In our study, we found a relatively obscure tracker merchenta.com respawn an ID on a single site out of 3,000 we crawled. It then passed this ID to adnxs.com, a major tracker which we observed on approximately 11% of the sites but does not respawn cookies itself. Again, to be clear, we have no way of knowing if adnxs.com links browsing history in this manner as a matter of policy, but the information needed to do so resides in their databases and that is a problem by itself.
In summary, cookie syncing can enable trackers to create more complete and persistent profiles on the users they track.
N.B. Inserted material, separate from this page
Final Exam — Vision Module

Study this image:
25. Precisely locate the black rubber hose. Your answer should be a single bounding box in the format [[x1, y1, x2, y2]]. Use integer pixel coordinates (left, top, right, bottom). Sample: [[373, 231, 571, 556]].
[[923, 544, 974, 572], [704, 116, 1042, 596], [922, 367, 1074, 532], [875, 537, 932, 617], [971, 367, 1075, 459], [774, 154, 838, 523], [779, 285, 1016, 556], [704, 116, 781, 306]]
Given the sophistication of today’s trackers, starting a truly fresh browsing profile is a very difficult task — the web never really forgets.
Let me end by pointing out why cookie syncing is more troublesome than most other tracking techniques including fingerprinting. In response to our work, AddThis, who had by far the most widely deployed canvas fingerprinting code in our study, has stated that they are ceasing the practice of fingerprinting. They are able to do this since fingerprinting is not essential to the web or to their business model. On the other hand, cookie syncing is essential to ad auctions; despite its privacy risks, it’s not realistic to expect that it will go away. So what’s the way forward?
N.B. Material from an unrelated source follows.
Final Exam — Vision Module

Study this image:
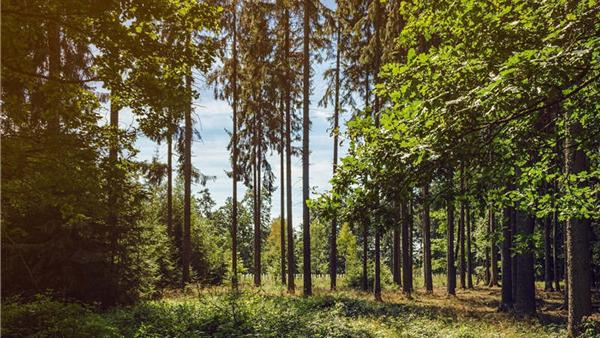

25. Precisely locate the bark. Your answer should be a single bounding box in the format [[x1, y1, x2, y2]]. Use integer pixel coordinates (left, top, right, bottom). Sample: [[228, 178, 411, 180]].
[[500, 207, 513, 311], [47, 20, 61, 135], [373, 228, 382, 302], [402, 202, 412, 295], [510, 209, 522, 304], [284, 8, 296, 293], [392, 225, 401, 285], [514, 211, 535, 315], [458, 200, 467, 289], [108, 97, 119, 303], [182, 69, 192, 284], [446, 193, 456, 296], [329, 16, 342, 290], [423, 183, 433, 293], [302, 0, 312, 296], [254, 109, 263, 286], [552, 210, 561, 291], [544, 216, 554, 292], [465, 203, 473, 289], [231, 2, 238, 289], [565, 117, 592, 336], [361, 221, 369, 291], [488, 204, 498, 287], [406, 200, 414, 292], [279, 100, 286, 285]]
Technical solutions like cookie double-keying or list-based and heuristic-based blocking tools can help prevent cookie syncing to the extent they prevent tracking altogether. However, the business model of the majority of the web will likely prevent the widespread deployment of these solutions as on-by-default for the average consumer. Instead, these consumers must simply trust that companies are not misusing tracking data. Transparency of data use practices in an externally verifiable manner would go a long way toward repairing consumer mistrust of online tracking and advertising.
1 ID cookies are determined using the method described in Section 5.1 of our paper. 2 Alternative syncing mechanisms exist; A.com can build the request to B.com in javascript (requiring a single request), or B.com can generate the initial request to A.com with its tracking ID embedded in the url (thus performing a two-directional sync). 3 Onboarding companies are an example of trackers that receive PII from other domains. 4 This graph shows real data collected during a measurement, where the front page of the global top 3000 Alexa sites were visited in descending order. Nodes are Public-Suffix + 1, edges are the existence of an HTTP referrer back to the visited site and an identifying cookie. For graph simplicity Facebook.com is excluded and only a subset of page visits are included. 5 We use the same data as before, but simulate this by splitting tracker nodes into pre-clear and post-clear.
Written with many excellent contributions from Christian Eubank and Arvind Narayanan. Thanks to Joseph Bonneau and Ed Felten for their helpful comments.